What Is Spinal Stenosis?
Spinal stenosis is a narrowing of the spinal canal that results in pressure on the spinal cord and/or nerve roots.
This disorder usually involves the narrowing of one or more of three areas of the spine: the canal in the center of the column of bones (vertebral or spinal column) through which the spinal cord and nerve roots run, the canals at the base or roots of nerves branching out from the spinal cord, or the openings between vertebrae (bones of the spine) through which nerves leave the spine and go to other parts of the body.
The narrowing may involve a small or large area of the spine. Pressure on the lower part of the spinal cord or on nerve roots branching out from that area may give rise to pain or numbness in the legs. Pressure on the upper part of the spinal cord (that is, the neck area) may produce similar symptoms in the shoulders.
What Causes Spinal Stenosis?
The normal vertebral canal provides adequate room for the spinal cord and cauda equina. Narrowing of the canal, which occurs in spinal stenosis, may be inherited or acquired. Some people inherit a small spinal canal or have a curvature of the spine (scoliosis) that produces pressure on nerves and soft tissue and compresses or stretches ligaments. In an inherited condition called achondroplasia, defective bone formation results in abnormally short and thickened pedicles that reduce the diameter of the spinal canal.

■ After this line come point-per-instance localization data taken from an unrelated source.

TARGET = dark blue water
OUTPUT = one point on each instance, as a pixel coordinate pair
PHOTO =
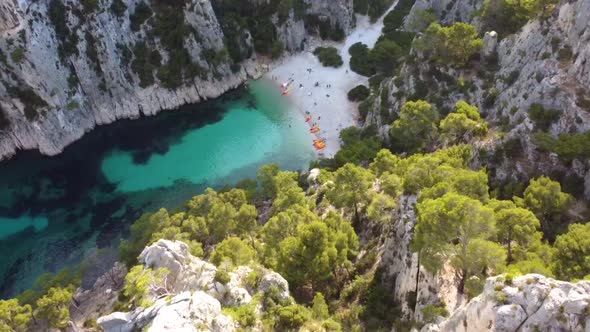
(56, 210)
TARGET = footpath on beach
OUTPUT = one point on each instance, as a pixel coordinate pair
(320, 93)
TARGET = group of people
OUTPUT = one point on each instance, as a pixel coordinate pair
(319, 143)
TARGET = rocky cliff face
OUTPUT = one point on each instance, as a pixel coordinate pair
(65, 68)
(527, 303)
(10, 15)
(546, 63)
(196, 298)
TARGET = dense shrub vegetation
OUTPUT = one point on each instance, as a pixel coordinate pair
(452, 45)
(373, 8)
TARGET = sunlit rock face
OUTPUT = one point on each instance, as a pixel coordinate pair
(528, 303)
(196, 298)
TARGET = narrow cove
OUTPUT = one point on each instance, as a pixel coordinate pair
(56, 210)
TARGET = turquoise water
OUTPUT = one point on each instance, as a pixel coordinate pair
(55, 211)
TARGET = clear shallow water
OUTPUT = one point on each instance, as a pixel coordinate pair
(54, 211)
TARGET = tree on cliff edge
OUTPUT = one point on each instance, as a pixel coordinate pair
(456, 228)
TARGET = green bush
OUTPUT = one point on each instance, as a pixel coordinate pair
(385, 56)
(222, 277)
(140, 15)
(118, 7)
(359, 60)
(452, 45)
(359, 93)
(245, 315)
(324, 28)
(431, 312)
(542, 117)
(328, 56)
(567, 146)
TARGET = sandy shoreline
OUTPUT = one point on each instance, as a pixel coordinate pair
(327, 102)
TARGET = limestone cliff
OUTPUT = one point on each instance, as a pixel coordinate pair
(66, 66)
(195, 296)
(528, 303)
(545, 63)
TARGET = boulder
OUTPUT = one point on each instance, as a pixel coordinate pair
(490, 44)
(529, 303)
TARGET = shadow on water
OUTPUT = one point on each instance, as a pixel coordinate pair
(83, 209)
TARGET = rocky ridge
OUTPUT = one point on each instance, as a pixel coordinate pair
(527, 303)
(47, 102)
(196, 298)
(545, 63)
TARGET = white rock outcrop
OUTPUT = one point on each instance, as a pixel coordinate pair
(78, 96)
(197, 298)
(529, 303)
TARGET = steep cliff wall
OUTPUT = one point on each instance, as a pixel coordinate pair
(528, 303)
(67, 67)
(545, 63)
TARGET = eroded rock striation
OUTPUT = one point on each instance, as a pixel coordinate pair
(527, 303)
(196, 297)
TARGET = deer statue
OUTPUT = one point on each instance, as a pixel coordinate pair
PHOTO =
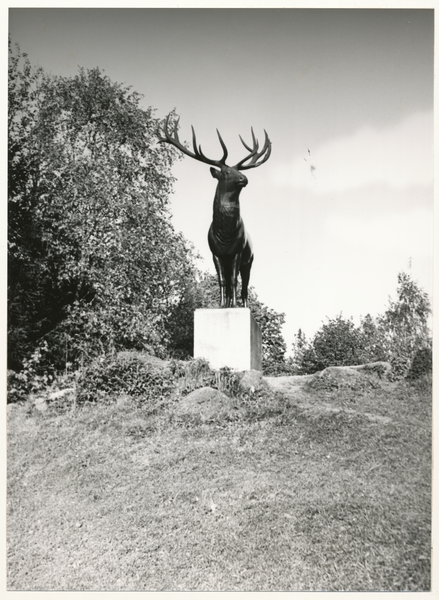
(228, 239)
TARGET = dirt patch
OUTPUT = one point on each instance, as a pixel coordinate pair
(301, 388)
(206, 402)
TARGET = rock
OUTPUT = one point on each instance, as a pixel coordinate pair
(206, 402)
(252, 381)
(40, 403)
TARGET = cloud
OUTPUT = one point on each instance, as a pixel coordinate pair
(409, 233)
(397, 156)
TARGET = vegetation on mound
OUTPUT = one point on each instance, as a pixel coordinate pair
(285, 498)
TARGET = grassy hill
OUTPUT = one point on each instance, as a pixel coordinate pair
(318, 483)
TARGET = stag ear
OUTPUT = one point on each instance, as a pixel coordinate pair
(215, 173)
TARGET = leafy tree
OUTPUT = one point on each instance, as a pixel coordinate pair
(404, 325)
(94, 262)
(401, 336)
(337, 343)
(371, 340)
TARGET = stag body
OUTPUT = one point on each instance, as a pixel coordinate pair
(228, 240)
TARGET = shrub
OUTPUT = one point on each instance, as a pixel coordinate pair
(422, 364)
(125, 373)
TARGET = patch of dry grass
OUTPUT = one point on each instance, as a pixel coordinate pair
(286, 497)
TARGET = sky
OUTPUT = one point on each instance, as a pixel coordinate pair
(345, 201)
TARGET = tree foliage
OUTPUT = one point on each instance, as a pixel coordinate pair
(94, 262)
(401, 336)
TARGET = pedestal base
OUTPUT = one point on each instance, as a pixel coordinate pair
(228, 337)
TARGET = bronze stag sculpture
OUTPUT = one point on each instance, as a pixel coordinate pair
(228, 240)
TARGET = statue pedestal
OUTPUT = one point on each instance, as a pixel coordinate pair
(228, 337)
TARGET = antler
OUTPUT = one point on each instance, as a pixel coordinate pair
(254, 155)
(197, 153)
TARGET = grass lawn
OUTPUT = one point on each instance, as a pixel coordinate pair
(329, 490)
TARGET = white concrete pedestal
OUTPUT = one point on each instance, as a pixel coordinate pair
(228, 337)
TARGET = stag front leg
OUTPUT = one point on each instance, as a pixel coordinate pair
(220, 271)
(236, 262)
(245, 277)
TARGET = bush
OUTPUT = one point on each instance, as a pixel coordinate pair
(127, 373)
(422, 364)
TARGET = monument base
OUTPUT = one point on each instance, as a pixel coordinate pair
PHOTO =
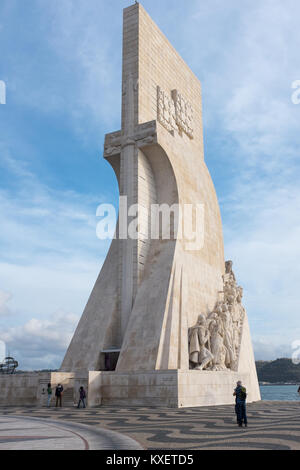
(172, 388)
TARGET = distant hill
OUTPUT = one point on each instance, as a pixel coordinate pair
(279, 371)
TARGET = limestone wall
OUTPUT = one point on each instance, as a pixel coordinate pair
(167, 388)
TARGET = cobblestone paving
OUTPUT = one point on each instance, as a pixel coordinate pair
(272, 425)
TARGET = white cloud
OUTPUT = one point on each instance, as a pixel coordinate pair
(4, 299)
(40, 344)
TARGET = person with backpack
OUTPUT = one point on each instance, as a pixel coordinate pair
(240, 394)
(58, 393)
(49, 391)
(82, 397)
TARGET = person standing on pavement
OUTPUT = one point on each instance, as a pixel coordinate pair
(241, 395)
(82, 397)
(59, 393)
(49, 391)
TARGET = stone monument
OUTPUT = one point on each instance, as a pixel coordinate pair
(164, 324)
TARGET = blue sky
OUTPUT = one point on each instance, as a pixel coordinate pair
(61, 62)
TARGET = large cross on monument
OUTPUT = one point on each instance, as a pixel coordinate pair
(165, 321)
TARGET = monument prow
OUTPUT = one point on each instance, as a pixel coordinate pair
(164, 315)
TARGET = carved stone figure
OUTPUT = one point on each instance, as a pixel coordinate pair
(218, 348)
(214, 343)
(199, 354)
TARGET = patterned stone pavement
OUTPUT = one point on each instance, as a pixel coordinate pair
(28, 433)
(272, 425)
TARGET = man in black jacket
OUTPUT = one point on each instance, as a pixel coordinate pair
(58, 393)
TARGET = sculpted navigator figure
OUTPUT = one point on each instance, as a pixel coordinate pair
(217, 346)
(199, 354)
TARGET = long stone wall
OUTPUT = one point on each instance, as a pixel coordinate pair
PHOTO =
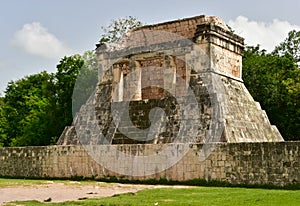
(250, 163)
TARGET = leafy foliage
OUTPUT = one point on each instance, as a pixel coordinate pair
(290, 47)
(274, 81)
(117, 28)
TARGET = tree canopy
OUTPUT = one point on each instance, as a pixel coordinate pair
(36, 108)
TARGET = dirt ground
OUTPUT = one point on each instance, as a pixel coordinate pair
(60, 192)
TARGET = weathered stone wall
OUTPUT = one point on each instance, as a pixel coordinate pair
(251, 163)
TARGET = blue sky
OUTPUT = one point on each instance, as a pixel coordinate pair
(36, 34)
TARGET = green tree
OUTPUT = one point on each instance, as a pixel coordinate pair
(290, 46)
(117, 28)
(274, 82)
(86, 81)
(65, 78)
(23, 111)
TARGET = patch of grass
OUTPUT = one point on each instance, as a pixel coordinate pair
(191, 196)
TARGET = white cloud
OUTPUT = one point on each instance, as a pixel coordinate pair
(35, 39)
(267, 35)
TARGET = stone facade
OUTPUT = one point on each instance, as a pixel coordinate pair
(274, 163)
(191, 69)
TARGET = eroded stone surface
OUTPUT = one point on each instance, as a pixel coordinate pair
(156, 66)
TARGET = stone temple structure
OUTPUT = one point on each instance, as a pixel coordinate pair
(172, 82)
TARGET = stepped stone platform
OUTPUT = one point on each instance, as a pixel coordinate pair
(172, 82)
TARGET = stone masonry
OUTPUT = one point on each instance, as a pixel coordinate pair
(274, 163)
(191, 69)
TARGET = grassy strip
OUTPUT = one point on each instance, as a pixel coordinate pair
(163, 181)
(191, 196)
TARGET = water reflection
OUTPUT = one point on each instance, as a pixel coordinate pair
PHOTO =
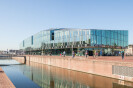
(13, 72)
(52, 77)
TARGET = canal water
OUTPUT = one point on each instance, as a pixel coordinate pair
(35, 75)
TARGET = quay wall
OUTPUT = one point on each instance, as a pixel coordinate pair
(101, 66)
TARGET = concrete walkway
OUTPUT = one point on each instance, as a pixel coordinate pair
(5, 81)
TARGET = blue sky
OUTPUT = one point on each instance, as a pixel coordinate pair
(20, 19)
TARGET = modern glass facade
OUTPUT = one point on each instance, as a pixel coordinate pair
(58, 40)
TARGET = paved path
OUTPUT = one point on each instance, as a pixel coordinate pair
(5, 81)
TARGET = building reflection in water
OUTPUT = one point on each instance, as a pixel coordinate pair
(53, 77)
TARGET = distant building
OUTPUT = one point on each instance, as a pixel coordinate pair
(55, 41)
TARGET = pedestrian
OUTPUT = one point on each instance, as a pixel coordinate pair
(64, 53)
(86, 53)
(122, 54)
(61, 54)
(73, 54)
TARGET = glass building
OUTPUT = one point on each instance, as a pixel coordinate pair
(56, 41)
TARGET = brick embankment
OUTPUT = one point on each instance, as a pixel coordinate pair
(110, 66)
(5, 81)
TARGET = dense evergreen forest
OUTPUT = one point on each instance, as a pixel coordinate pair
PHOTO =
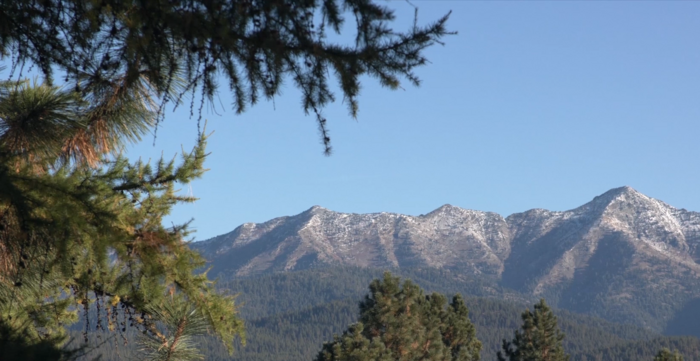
(290, 315)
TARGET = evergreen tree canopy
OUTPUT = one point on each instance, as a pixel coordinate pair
(666, 355)
(75, 238)
(398, 322)
(167, 49)
(538, 340)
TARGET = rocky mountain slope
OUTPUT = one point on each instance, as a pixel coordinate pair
(623, 255)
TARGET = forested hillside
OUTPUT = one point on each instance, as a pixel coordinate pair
(290, 315)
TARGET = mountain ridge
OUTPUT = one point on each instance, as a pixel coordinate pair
(621, 255)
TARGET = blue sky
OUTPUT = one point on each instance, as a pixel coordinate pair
(534, 104)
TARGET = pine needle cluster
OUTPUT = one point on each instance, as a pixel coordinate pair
(169, 49)
(79, 236)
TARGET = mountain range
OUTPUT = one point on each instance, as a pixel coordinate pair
(622, 256)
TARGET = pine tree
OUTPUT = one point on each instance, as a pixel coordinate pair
(539, 339)
(77, 238)
(398, 322)
(666, 355)
(167, 49)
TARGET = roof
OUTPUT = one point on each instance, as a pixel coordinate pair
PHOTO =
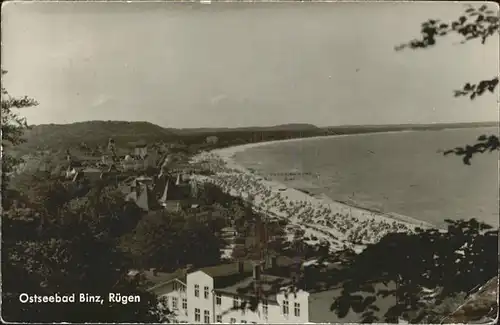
(480, 307)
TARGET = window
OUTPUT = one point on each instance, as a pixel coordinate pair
(206, 292)
(264, 307)
(285, 307)
(296, 309)
(218, 300)
(236, 302)
(206, 316)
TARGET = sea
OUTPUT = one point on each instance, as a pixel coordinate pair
(399, 172)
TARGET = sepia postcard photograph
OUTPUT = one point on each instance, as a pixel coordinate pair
(292, 162)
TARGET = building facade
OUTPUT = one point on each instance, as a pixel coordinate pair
(226, 294)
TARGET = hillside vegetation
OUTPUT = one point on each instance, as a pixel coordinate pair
(93, 134)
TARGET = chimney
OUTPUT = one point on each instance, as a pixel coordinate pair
(256, 271)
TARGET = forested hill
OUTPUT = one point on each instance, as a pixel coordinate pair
(96, 133)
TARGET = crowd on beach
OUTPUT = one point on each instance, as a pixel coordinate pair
(341, 225)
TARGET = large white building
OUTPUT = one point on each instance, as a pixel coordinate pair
(217, 294)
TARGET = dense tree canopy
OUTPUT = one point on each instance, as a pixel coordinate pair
(167, 242)
(455, 261)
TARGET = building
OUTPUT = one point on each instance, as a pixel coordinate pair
(220, 293)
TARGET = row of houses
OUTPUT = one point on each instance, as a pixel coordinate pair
(227, 293)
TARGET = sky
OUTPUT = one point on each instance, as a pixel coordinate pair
(232, 65)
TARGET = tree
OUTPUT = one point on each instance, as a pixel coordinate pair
(168, 242)
(13, 127)
(475, 24)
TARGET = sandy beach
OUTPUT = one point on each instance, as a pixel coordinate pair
(322, 219)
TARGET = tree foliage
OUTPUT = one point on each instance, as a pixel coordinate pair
(167, 242)
(58, 241)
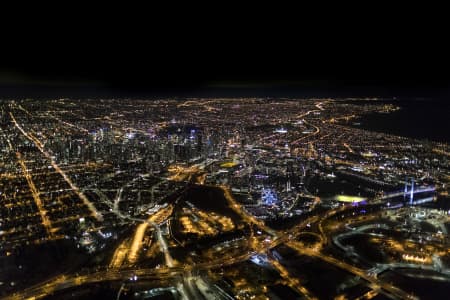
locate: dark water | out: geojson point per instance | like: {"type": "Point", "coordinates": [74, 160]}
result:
{"type": "Point", "coordinates": [427, 119]}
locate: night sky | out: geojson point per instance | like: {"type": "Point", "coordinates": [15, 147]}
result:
{"type": "Point", "coordinates": [248, 64]}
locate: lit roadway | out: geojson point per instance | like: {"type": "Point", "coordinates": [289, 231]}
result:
{"type": "Point", "coordinates": [174, 271]}
{"type": "Point", "coordinates": [75, 188]}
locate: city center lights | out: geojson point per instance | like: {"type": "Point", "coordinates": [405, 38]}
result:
{"type": "Point", "coordinates": [219, 198]}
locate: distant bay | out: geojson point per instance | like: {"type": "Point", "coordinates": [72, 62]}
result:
{"type": "Point", "coordinates": [426, 119]}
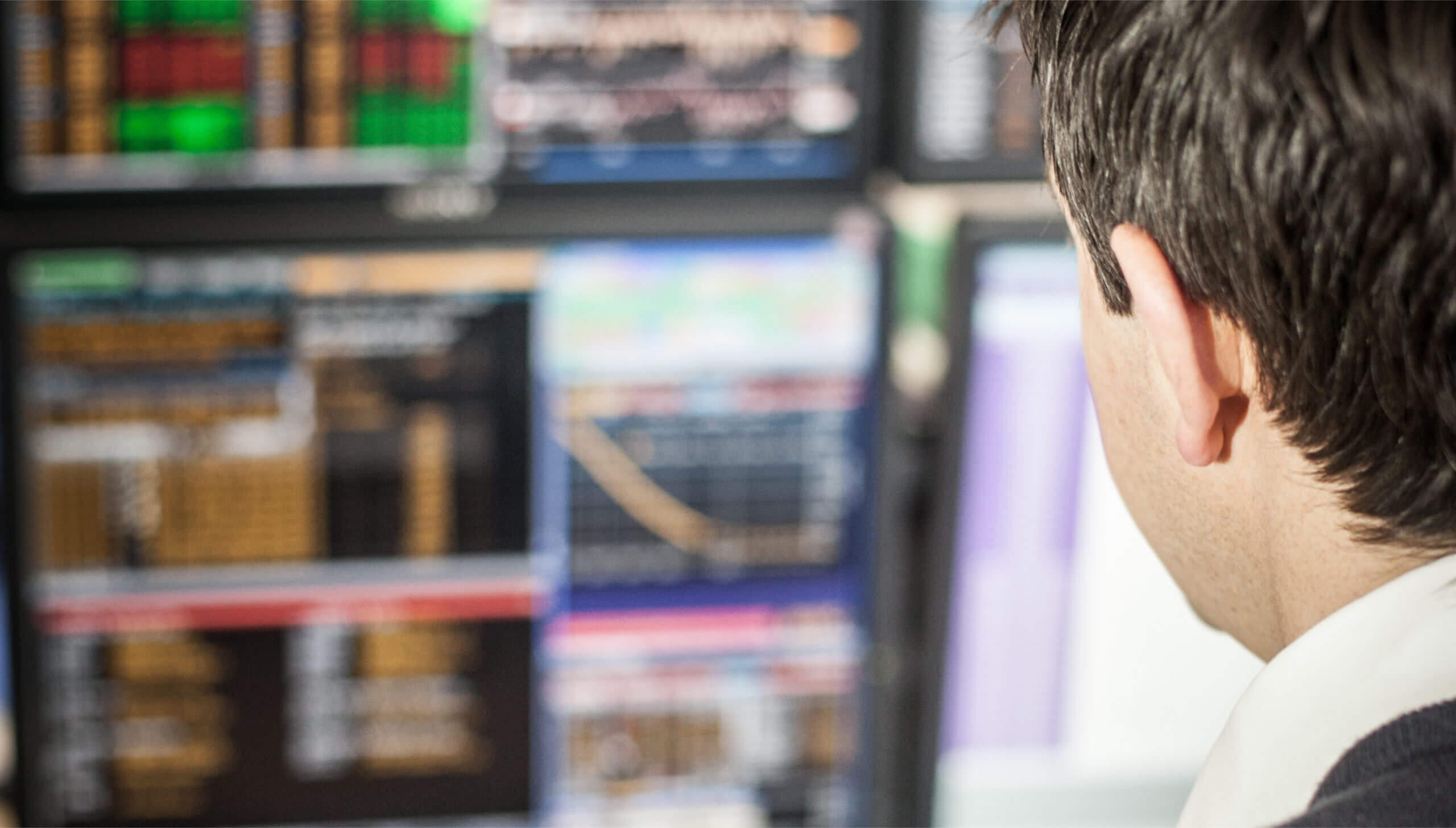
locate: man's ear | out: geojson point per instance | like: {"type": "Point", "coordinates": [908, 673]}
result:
{"type": "Point", "coordinates": [1196, 352]}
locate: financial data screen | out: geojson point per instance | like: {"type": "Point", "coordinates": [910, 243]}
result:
{"type": "Point", "coordinates": [974, 110]}
{"type": "Point", "coordinates": [237, 94]}
{"type": "Point", "coordinates": [366, 535]}
{"type": "Point", "coordinates": [1078, 686]}
{"type": "Point", "coordinates": [711, 409]}
{"type": "Point", "coordinates": [279, 527]}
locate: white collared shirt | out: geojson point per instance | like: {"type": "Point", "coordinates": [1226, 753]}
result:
{"type": "Point", "coordinates": [1375, 660]}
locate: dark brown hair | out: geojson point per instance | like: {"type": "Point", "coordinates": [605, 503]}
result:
{"type": "Point", "coordinates": [1295, 162]}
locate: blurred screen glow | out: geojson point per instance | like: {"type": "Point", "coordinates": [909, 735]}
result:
{"type": "Point", "coordinates": [452, 533]}
{"type": "Point", "coordinates": [1079, 687]}
{"type": "Point", "coordinates": [123, 95]}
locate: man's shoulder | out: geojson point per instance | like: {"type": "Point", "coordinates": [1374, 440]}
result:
{"type": "Point", "coordinates": [1401, 775]}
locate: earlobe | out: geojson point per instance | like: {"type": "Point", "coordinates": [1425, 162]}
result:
{"type": "Point", "coordinates": [1184, 340]}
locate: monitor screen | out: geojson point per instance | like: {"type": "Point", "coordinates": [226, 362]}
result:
{"type": "Point", "coordinates": [437, 533]}
{"type": "Point", "coordinates": [144, 95]}
{"type": "Point", "coordinates": [279, 524]}
{"type": "Point", "coordinates": [713, 411]}
{"type": "Point", "coordinates": [1078, 686]}
{"type": "Point", "coordinates": [970, 110]}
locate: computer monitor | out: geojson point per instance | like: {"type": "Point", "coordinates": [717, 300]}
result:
{"type": "Point", "coordinates": [370, 533]}
{"type": "Point", "coordinates": [711, 458]}
{"type": "Point", "coordinates": [1070, 683]}
{"type": "Point", "coordinates": [276, 533]}
{"type": "Point", "coordinates": [165, 95]}
{"type": "Point", "coordinates": [967, 107]}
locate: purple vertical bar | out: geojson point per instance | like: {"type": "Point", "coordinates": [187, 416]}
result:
{"type": "Point", "coordinates": [1017, 521]}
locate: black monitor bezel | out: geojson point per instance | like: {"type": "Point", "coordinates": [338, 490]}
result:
{"type": "Point", "coordinates": [365, 226]}
{"type": "Point", "coordinates": [913, 167]}
{"type": "Point", "coordinates": [971, 240]}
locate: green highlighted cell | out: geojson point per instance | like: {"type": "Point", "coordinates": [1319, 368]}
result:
{"type": "Point", "coordinates": [89, 271]}
{"type": "Point", "coordinates": [207, 127]}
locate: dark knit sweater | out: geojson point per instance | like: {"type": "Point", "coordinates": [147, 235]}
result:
{"type": "Point", "coordinates": [1401, 775]}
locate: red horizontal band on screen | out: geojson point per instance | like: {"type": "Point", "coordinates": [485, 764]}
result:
{"type": "Point", "coordinates": [287, 607]}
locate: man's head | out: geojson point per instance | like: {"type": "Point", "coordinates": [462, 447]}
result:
{"type": "Point", "coordinates": [1264, 197]}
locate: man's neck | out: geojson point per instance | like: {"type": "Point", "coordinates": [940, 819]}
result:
{"type": "Point", "coordinates": [1315, 565]}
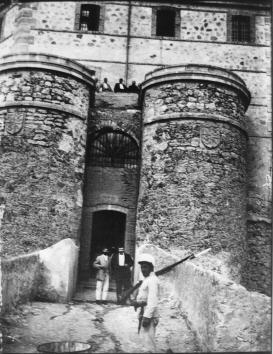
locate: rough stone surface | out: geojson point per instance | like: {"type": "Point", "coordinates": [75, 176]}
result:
{"type": "Point", "coordinates": [108, 329]}
{"type": "Point", "coordinates": [48, 275]}
{"type": "Point", "coordinates": [192, 187]}
{"type": "Point", "coordinates": [210, 26]}
{"type": "Point", "coordinates": [19, 280]}
{"type": "Point", "coordinates": [224, 315]}
{"type": "Point", "coordinates": [42, 159]}
{"type": "Point", "coordinates": [50, 27]}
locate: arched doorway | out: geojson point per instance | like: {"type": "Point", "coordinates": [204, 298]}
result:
{"type": "Point", "coordinates": [108, 230]}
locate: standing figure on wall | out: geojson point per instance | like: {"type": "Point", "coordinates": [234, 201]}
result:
{"type": "Point", "coordinates": [102, 264]}
{"type": "Point", "coordinates": [120, 87]}
{"type": "Point", "coordinates": [121, 264]}
{"type": "Point", "coordinates": [147, 300]}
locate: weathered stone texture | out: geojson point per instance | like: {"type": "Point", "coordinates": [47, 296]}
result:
{"type": "Point", "coordinates": [45, 87]}
{"type": "Point", "coordinates": [6, 45]}
{"type": "Point", "coordinates": [116, 18]}
{"type": "Point", "coordinates": [224, 316]}
{"type": "Point", "coordinates": [111, 187]}
{"type": "Point", "coordinates": [259, 257]}
{"type": "Point", "coordinates": [263, 28]}
{"type": "Point", "coordinates": [41, 180]}
{"type": "Point", "coordinates": [193, 176]}
{"type": "Point", "coordinates": [141, 21]}
{"type": "Point", "coordinates": [208, 26]}
{"type": "Point", "coordinates": [42, 157]}
{"type": "Point", "coordinates": [9, 22]}
{"type": "Point", "coordinates": [192, 196]}
{"type": "Point", "coordinates": [19, 280]}
{"type": "Point", "coordinates": [47, 275]}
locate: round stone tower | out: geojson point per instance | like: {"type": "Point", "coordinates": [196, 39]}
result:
{"type": "Point", "coordinates": [44, 105]}
{"type": "Point", "coordinates": [193, 177]}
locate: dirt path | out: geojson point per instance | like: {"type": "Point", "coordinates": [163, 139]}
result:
{"type": "Point", "coordinates": [108, 328]}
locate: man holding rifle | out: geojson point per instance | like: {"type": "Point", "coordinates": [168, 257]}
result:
{"type": "Point", "coordinates": [147, 300]}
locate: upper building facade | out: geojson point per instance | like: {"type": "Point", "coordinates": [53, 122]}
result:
{"type": "Point", "coordinates": [129, 39]}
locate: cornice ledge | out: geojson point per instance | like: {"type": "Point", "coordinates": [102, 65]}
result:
{"type": "Point", "coordinates": [47, 62]}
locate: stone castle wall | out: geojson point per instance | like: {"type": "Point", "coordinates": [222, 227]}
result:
{"type": "Point", "coordinates": [43, 112]}
{"type": "Point", "coordinates": [50, 27]}
{"type": "Point", "coordinates": [193, 177]}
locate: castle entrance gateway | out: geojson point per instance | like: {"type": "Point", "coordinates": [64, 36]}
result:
{"type": "Point", "coordinates": [108, 230]}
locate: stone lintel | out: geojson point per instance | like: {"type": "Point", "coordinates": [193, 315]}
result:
{"type": "Point", "coordinates": [199, 73]}
{"type": "Point", "coordinates": [42, 105]}
{"type": "Point", "coordinates": [39, 61]}
{"type": "Point", "coordinates": [195, 116]}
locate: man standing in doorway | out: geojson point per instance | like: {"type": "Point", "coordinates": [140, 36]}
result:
{"type": "Point", "coordinates": [102, 264]}
{"type": "Point", "coordinates": [121, 264]}
{"type": "Point", "coordinates": [147, 300]}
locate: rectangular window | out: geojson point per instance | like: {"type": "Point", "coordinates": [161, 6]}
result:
{"type": "Point", "coordinates": [1, 25]}
{"type": "Point", "coordinates": [89, 17]}
{"type": "Point", "coordinates": [165, 22]}
{"type": "Point", "coordinates": [240, 27]}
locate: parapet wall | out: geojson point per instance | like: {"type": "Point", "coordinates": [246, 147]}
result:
{"type": "Point", "coordinates": [44, 106]}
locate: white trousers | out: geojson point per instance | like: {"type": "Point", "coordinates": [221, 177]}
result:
{"type": "Point", "coordinates": [148, 336]}
{"type": "Point", "coordinates": [102, 287]}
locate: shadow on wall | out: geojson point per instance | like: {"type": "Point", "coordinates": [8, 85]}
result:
{"type": "Point", "coordinates": [223, 315]}
{"type": "Point", "coordinates": [48, 275]}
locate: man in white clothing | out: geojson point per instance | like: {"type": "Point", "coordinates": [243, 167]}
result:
{"type": "Point", "coordinates": [147, 300]}
{"type": "Point", "coordinates": [102, 265]}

How Do I Know If I Have Spinal Stenosis?
The space within the spinal canal may narrow without producing any symptoms; however, if the narrowing places pressure on the spinal cord, cauda equina, or nerve roots, there may be a slow onset and progression of symptoms. The neck or back may or may not hurt. More often, people experience numbness, weakness, cramping, or general pain in the arms or legs. If the narrowed space within the spine is pushing on a nerve root, people may feel pain radiating down the leg (sciatica).